E was in six shirts before 11 a.m. this morning. This is not entirely unusual, especially over the course of a day, but today there was an anxiety associated with the fashion show, a sensory overload I have witnessed before.
First he tried to wear the shirt he was wearing yesterday. That got the mom-veto. Then he tried a very cute blue v-neck, which, according to my flawed memory, has never caused an issue. But if he pulled on the neck, it revealed his shoulders, which was unacceptable. Then there was a fancy red number, which, again, if the neck was pulled it showed the top of his chest. This was followed by striped Polo-style shirt, which had grown both too short and irritating around the collar. At some point he was in one of his sister’s t-shirts, which was on backwards and didn’t quite fit, as you might imagine. Finally, he settled on a nylon superhero shirt that he loves, but today was horribly itchy, paired with jeans he has been wearing for at least three days.

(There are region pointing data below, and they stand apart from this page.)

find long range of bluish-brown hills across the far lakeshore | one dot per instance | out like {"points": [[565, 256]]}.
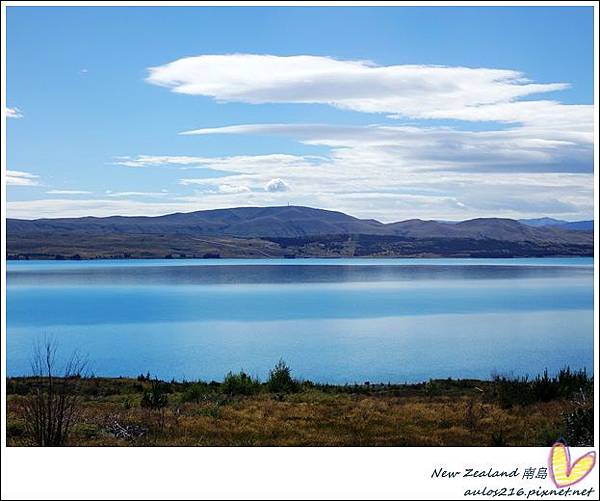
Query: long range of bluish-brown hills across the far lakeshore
{"points": [[290, 231]]}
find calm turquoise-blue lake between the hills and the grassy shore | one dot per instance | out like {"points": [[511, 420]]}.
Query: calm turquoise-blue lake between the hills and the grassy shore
{"points": [[332, 320]]}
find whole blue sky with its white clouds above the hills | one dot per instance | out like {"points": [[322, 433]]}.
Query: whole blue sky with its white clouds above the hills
{"points": [[389, 113]]}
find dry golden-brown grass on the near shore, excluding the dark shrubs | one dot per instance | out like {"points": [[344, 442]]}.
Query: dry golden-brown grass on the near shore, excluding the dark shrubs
{"points": [[397, 416]]}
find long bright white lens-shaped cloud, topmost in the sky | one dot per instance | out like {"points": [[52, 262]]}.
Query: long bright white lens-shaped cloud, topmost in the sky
{"points": [[411, 91]]}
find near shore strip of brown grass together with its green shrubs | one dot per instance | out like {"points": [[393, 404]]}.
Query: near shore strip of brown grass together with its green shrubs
{"points": [[240, 411]]}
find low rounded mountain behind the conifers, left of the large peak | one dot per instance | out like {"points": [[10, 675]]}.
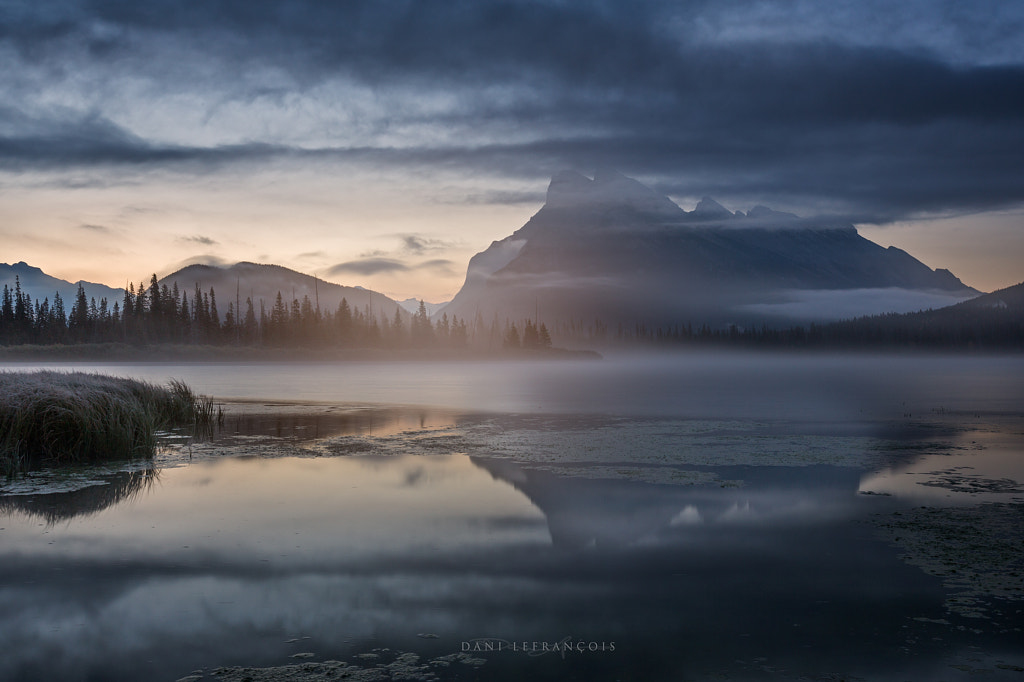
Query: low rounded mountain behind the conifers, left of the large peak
{"points": [[262, 283]]}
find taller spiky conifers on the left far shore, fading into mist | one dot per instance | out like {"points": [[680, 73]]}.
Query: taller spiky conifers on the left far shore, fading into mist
{"points": [[159, 315]]}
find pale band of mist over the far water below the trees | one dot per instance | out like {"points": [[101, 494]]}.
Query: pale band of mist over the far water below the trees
{"points": [[700, 385]]}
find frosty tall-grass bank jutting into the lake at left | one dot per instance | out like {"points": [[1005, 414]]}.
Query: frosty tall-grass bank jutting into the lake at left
{"points": [[52, 418]]}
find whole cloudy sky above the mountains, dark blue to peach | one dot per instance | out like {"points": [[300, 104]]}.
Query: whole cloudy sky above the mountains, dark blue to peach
{"points": [[382, 143]]}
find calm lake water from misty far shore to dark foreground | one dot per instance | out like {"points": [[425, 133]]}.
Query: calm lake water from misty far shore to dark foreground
{"points": [[705, 518]]}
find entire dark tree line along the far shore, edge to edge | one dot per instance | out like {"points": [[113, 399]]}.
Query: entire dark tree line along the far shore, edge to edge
{"points": [[158, 315]]}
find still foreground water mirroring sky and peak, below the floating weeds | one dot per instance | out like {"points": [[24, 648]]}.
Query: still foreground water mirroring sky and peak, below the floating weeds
{"points": [[227, 561]]}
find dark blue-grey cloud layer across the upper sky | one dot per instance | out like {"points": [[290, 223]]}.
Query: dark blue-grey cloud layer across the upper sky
{"points": [[837, 120]]}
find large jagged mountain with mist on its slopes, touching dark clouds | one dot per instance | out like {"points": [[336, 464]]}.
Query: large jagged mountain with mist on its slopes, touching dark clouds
{"points": [[613, 249]]}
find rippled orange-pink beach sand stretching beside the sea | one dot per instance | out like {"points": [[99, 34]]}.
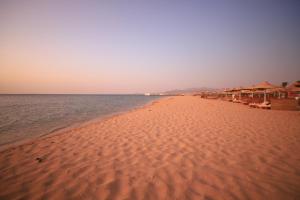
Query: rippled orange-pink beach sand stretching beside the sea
{"points": [[175, 148]]}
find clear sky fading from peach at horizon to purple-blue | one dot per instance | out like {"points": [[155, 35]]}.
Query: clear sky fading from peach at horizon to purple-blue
{"points": [[141, 46]]}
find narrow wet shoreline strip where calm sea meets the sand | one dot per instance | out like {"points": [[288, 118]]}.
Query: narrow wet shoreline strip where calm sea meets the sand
{"points": [[62, 130]]}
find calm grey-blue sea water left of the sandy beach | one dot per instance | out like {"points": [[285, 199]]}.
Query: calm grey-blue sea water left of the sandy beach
{"points": [[27, 116]]}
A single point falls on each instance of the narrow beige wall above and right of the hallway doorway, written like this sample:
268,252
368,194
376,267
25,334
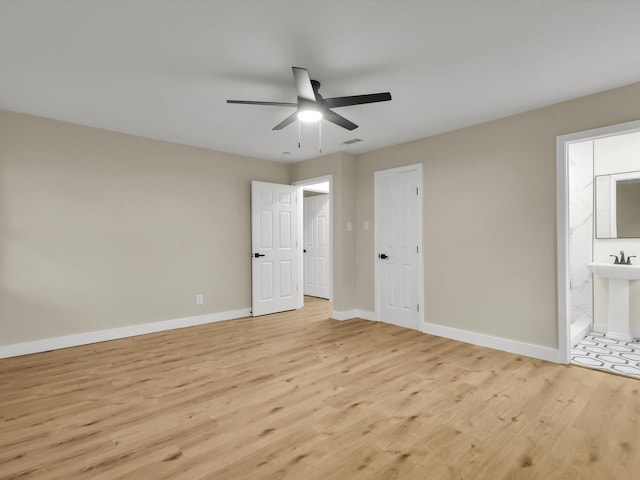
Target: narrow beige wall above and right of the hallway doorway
342,166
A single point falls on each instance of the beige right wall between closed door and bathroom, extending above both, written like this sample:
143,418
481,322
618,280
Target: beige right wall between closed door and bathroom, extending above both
490,217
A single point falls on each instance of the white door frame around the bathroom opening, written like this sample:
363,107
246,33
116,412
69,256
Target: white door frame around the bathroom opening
562,213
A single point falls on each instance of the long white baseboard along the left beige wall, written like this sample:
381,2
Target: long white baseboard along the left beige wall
86,338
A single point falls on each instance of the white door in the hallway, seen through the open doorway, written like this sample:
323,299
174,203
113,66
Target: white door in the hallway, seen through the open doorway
316,245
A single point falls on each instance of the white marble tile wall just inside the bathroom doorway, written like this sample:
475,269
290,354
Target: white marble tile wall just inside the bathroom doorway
581,230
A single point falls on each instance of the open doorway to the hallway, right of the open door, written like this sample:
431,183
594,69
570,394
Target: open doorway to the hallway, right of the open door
316,211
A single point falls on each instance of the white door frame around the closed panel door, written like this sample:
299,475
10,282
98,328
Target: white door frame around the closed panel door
407,168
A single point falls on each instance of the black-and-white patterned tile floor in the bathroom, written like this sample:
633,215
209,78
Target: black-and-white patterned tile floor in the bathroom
597,351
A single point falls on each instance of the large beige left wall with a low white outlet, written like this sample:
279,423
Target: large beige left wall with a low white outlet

He scratched around the neck and shoulders of the beloved Spiderman shirt, clearly pained. Will this stop itching? he asked. I said, I think you’re having having a sensory day. This happens to me a lot, where I just don’t like way anything feels.
BUT WILL IT STOP? WILL IT EVER STOP FEELING THIS WAY?
Yes, I told him, but maybe not today. Todd gathered him up from the living room to head to the basement laundry, and I listened to them talking on the stairs. WILL IT STOP? E needed to know. This happens to me all the time too, Todd said. I just don’t like the way my clothes feel. Things seemed to settle down a bit after that.
The fact that both Todd and I could relate and talk with him about it evoked in me a mixed reaction. On one hand, we could guide him through it, connecting and listening, even if we couldn’t help. We could offer a double dose of empathy. On the other hand, it was painful to realize he was coming by this terrible, awful, no-good state of mind honestly. In the same way he sports Todd’s blue eyes and my gap-toothed smile, he is saddled with a tendency to feel uncomfortable in his own skin, his own clothes, his own body.
I should have seen this morning’s episode coming. He’s been insisting on the same jeans and t-shirt for a week and doing a lot more “crashing” than usual. E likes to throw himself on the ground ninja-style, rolling through the grass and bark chips, not stopping until he is grass stained, dirt in his hair and sporting a bruise or two. Sometimes he’ll take a couple of willing participants along for the ride. Classic sensory-seeker, sensory-avoider double whammy.
Tiny wrens and sparrows saturate themselves with dust to maintain their plumage, turning and twisting about in a self-made dust wallow, rubbing their heads in the dirt and working it through their feathers. Dust bathing rids the plumage of excess oil, which is absorbed by the dust and expelled along with dry skin and debris.
What looks to me like a raucous romp in the dirt for fun — something a mother might actively avert her eyes from — is really a cleansing process, a detox, medicine for his sensitive soul and out-of-sync body. He’s learning — and teaching me — how to lighten his load and create just the right conditions to fly again.